NASA scientists said Thursday that they had discovered and developed bacteria that eat and grow on a diet of arsenic, redefining what scientists believe constitutes life.
The arsenic is important because it takes the place of phosphorus, one of the six elements considered essential for life.
(The others: carbon, oxygen, nitrogen, hydrogen and sulfur.)
The big picture: the discovery means organisms can exist in the universe -- or even here on Earth -- using biochemical processes beyond the scope of currently accepted science.
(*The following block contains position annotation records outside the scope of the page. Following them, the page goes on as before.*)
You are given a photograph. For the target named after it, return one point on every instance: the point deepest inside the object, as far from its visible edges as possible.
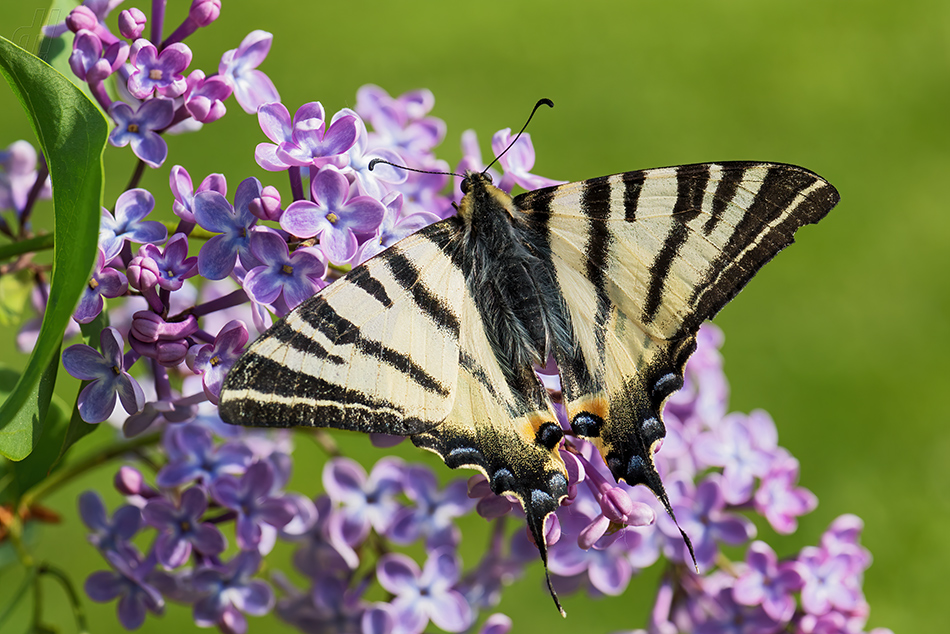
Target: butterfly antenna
(375, 162)
(541, 102)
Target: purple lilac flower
(335, 217)
(212, 361)
(252, 87)
(213, 212)
(108, 534)
(295, 276)
(259, 513)
(425, 595)
(364, 502)
(130, 583)
(158, 72)
(393, 228)
(830, 582)
(433, 510)
(18, 175)
(180, 528)
(768, 582)
(138, 127)
(180, 182)
(204, 97)
(107, 375)
(229, 591)
(132, 23)
(193, 457)
(779, 500)
(129, 223)
(312, 144)
(703, 518)
(88, 62)
(105, 282)
(100, 9)
(744, 447)
(517, 162)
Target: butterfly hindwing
(642, 259)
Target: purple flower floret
(425, 595)
(311, 143)
(230, 590)
(433, 512)
(213, 212)
(259, 513)
(238, 67)
(212, 362)
(296, 276)
(158, 72)
(131, 584)
(138, 127)
(768, 582)
(335, 217)
(105, 282)
(365, 502)
(108, 535)
(107, 375)
(129, 223)
(181, 528)
(193, 457)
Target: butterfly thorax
(507, 276)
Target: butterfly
(438, 337)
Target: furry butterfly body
(437, 338)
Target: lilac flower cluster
(218, 502)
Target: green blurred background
(842, 339)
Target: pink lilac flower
(768, 582)
(108, 534)
(779, 500)
(138, 127)
(193, 457)
(517, 162)
(180, 182)
(18, 175)
(204, 97)
(131, 584)
(393, 228)
(105, 282)
(364, 502)
(425, 595)
(107, 375)
(213, 212)
(129, 223)
(181, 529)
(433, 511)
(744, 446)
(259, 514)
(162, 73)
(336, 216)
(294, 276)
(252, 87)
(311, 143)
(212, 361)
(229, 591)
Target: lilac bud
(131, 23)
(267, 206)
(81, 18)
(204, 12)
(143, 273)
(150, 327)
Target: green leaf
(72, 134)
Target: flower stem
(58, 478)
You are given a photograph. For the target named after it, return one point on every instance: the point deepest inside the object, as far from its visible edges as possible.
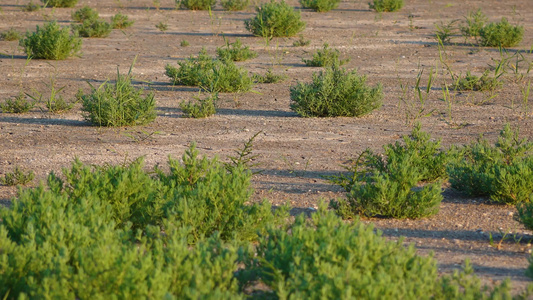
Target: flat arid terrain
(294, 154)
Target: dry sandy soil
(294, 153)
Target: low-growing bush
(320, 5)
(335, 92)
(325, 58)
(386, 5)
(275, 19)
(501, 34)
(51, 42)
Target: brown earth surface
(294, 153)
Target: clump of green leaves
(120, 21)
(17, 177)
(10, 35)
(51, 42)
(235, 52)
(335, 92)
(320, 5)
(275, 19)
(118, 104)
(386, 5)
(201, 108)
(325, 58)
(501, 34)
(503, 172)
(387, 185)
(85, 13)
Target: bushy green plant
(320, 5)
(118, 104)
(235, 52)
(51, 42)
(120, 21)
(92, 28)
(275, 19)
(196, 4)
(386, 5)
(504, 172)
(335, 92)
(60, 3)
(501, 34)
(85, 13)
(325, 58)
(201, 108)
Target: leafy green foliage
(235, 52)
(50, 42)
(320, 5)
(119, 104)
(335, 92)
(120, 21)
(503, 171)
(388, 185)
(275, 19)
(325, 58)
(386, 5)
(501, 34)
(17, 177)
(201, 109)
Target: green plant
(92, 28)
(335, 92)
(235, 52)
(18, 105)
(234, 5)
(275, 19)
(51, 42)
(120, 21)
(203, 108)
(85, 13)
(60, 3)
(325, 58)
(10, 35)
(386, 5)
(320, 5)
(17, 177)
(118, 104)
(501, 34)
(196, 4)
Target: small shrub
(325, 58)
(320, 5)
(275, 19)
(17, 177)
(92, 28)
(51, 42)
(85, 13)
(60, 3)
(119, 104)
(120, 21)
(10, 35)
(201, 109)
(501, 34)
(386, 5)
(196, 4)
(335, 92)
(235, 52)
(234, 5)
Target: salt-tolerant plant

In other words, it's as if we suddenly realized there were 27, not 26, letters of the English alphabet: all sorts of possibilities exist that didn't before.
The bacteria, taken from the bottom of Mono Lake in California, was grown in the lab using a mixture containing arsenic. A research team led by NASA astrobiology fellow Felisa Wolfe-Simon observed the bacteria slowly swap atoms of phosphorus for those of arsenic.
To date, no bacterium has been observed without the six basic elements.
From a chemical standpoint, arsenic is related to phosphorous, which plays a key role in how organisms store energy. It's directly beneath phosphorus on the periodic table of elements, sharing several properties.
The discovery resonates with NASA's space missions seeking extraterrestrial life, which until now filtered out information about chemical reactions that didn't adhere to commonly-accepted expectations about what defines life.
In effect, it means we may have to revisit previous searches for life and broaden the scope.
The researchers will publish their findings Friday in Science.